Implementing a Winning Wellness Program

Posted Thursday, June 02, 2016 by Unicorn HRO

There are an increasing number of companies that are beginning to offer wellness programs as part of their traditional benefits package. Wellness programs aim to help improve employees’ health and offer a variety of benefits to both the employer and employee. By improving employee health, wellness programs can lower healthcare costs associated with chronic illness, as well as reduce injuries, staff absenteeism, workers’ compensation claims, and disability-related costs. They can also improve employee morale and productivity. Here are some steps in designing a winning wellness program tailored to your organizations’ individual needs.

1.Establish Goals

When implementing a wellness program, the first step is to define the goals of the program. For many employers, reducing health care costs, as well as reducing costs associated with health related absences is a top priority. Employers may want to encourage a healthier lifestyle as part of their company’s culture, particularly in health care industries. To do so, employers may want to consult with their health insurance providers to help identify problem areas.  Many insurance providers offer free guidance on the most cost-effective ways to promote healthy living within the company.

2.Level of Involvement

The next step is to decide the level of involvement and intensity of the program. Smaller companies can be restricted in how much time they can dedicate to a wellness program.  They may be unable to invest time in onsite events for their employees, such as health fairs and wellness days. Nevertheless, it is possible to have a low level of involvement and still make an impact. Companies can host smaller events such as annual flu shots, cholesterol readings, and blood drives. Higher levels of involvement are typically seen in larger companies who are able to invest a significant amount of time and money into their wellness programs. These companies often establish relationships with outside vendors to present full day health fairs, as well as holding regular and more comprehensive health screenings in the workplace. In contrast, larger companies are typically able to reward their employees for their participation in health-related activities outside of the workplace, including health-related milestones such as loss of weight or number of non-smoking days.

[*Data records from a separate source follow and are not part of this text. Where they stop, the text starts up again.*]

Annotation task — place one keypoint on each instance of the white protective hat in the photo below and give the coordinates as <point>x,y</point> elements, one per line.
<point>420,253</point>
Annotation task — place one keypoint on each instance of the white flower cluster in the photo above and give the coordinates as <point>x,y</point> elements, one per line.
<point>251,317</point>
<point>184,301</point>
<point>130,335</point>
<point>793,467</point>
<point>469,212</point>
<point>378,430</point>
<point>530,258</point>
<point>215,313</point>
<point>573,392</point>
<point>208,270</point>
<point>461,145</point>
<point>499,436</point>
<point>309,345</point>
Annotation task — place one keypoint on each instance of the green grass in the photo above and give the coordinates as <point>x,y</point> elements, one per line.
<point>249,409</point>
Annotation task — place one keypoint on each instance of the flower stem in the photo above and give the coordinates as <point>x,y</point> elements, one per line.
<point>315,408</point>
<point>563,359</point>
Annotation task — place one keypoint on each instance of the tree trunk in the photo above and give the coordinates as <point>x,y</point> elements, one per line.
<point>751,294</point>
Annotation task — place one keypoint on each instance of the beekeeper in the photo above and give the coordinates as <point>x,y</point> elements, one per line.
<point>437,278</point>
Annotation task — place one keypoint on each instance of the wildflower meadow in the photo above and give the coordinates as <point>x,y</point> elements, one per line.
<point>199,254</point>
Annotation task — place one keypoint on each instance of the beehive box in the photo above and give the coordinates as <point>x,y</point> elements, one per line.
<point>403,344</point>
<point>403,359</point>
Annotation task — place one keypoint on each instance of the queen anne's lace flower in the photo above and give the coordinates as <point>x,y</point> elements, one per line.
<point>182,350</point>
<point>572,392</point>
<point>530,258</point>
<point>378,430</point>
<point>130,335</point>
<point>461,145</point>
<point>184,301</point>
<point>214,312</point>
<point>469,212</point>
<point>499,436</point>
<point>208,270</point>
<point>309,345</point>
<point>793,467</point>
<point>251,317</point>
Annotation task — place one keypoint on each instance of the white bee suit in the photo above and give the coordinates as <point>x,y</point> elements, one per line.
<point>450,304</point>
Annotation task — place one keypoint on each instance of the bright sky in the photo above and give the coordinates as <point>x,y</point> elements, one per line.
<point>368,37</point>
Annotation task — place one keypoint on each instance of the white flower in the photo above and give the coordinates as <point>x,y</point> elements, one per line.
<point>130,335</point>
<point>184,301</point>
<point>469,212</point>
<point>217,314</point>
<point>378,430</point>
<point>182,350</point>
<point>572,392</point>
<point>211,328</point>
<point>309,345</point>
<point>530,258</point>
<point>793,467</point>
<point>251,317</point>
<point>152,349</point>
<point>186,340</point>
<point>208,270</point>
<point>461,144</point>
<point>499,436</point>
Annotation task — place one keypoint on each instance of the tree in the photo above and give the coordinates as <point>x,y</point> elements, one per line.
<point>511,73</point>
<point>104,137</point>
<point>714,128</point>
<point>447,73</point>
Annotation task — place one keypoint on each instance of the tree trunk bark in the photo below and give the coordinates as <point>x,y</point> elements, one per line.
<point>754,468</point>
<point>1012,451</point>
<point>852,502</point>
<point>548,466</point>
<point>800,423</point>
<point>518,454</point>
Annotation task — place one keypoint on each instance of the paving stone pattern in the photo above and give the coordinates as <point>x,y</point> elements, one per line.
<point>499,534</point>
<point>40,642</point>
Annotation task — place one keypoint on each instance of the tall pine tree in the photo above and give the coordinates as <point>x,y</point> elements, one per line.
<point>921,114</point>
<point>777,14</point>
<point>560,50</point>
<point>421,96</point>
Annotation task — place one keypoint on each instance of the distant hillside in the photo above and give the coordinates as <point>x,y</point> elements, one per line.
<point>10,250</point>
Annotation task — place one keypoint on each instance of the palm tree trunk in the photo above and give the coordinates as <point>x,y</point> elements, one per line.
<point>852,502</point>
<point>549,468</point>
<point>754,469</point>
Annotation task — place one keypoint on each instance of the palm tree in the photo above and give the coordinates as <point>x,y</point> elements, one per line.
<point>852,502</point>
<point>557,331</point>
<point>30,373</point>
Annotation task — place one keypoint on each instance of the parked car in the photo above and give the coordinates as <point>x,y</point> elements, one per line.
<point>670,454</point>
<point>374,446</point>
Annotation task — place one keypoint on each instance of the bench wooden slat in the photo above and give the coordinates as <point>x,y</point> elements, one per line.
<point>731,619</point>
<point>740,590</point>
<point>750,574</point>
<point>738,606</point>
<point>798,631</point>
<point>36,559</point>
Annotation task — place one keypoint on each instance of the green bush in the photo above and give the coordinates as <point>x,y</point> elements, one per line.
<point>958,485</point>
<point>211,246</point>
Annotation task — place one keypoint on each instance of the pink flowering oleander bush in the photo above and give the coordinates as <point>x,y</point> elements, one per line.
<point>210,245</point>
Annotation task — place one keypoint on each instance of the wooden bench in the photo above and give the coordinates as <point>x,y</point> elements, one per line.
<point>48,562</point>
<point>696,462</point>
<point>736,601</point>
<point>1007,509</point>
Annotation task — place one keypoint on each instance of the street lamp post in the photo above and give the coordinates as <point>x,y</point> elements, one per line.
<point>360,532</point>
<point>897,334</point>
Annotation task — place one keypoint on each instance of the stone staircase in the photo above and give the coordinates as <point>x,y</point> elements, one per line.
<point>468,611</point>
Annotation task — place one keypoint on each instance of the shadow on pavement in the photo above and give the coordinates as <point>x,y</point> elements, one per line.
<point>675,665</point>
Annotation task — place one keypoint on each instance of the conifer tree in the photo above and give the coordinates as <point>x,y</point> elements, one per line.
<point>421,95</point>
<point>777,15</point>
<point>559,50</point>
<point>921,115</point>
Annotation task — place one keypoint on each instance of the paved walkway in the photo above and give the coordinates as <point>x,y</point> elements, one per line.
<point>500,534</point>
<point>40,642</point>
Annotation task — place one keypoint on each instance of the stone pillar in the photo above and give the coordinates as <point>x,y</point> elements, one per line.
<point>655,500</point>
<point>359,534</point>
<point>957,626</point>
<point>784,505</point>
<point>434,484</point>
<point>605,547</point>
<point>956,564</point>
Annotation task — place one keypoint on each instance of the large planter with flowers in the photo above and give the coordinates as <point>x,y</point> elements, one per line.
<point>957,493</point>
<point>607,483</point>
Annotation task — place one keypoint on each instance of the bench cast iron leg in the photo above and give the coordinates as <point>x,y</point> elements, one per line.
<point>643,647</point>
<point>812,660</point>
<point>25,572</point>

Implementing a wellness program requires approval from the company’s executives. To get their permission, data is required regarding the potential return on investment as well as the time taken to see this return. Employers need to decide how much they want to contribute and within what budget they need to work. Applying metrics to measure the effectiveness of the program in areas such as absenteeism and employee use of health insurance, helps employers to monitor and track the performance of the program over time. Tracking qualitative data such as the effects of the program on employee morale is a valuable metric which provides more detailed information on employees’ opinions and experiences of the wellness program. Qualitative data can be recorded through focus groups and in-depth interviews with staff.


Rewards are based on the simple principle of positive reinforcement. Rewards increase the likelihood that employees will participate in wellness programs and repeat actions associated with healthy living. if these actions are rewarded. When accessing services such as health care, people tend to use such services reactively, not preventatively. This means that when employees experience health problems, the services needed for them might be greater in the long run, and costlier.  Introducing external rewards such as gifts, discounts on health insurance or monetary awards, encourage employees to engage in preventative health care, reducing these costs.

5.Communicate Policy to employees

Lastly, employers need to communicate the goals of their new program to employees. Presenting the plan to your employees in a clear statement, detailing how the policy would work and the benefits to the employee, increases participation and ROI.

These are just some of the ways in which employers can implement wellness programs, but each program can be tailored to meet the specific needs of employers, the industry and the company budget. No matter how small or comprehensive the program, the benefits to wellness programs are numerous and can greatly reduce an employer’s healthcare cost contributions while improving employees’ mental and physical health.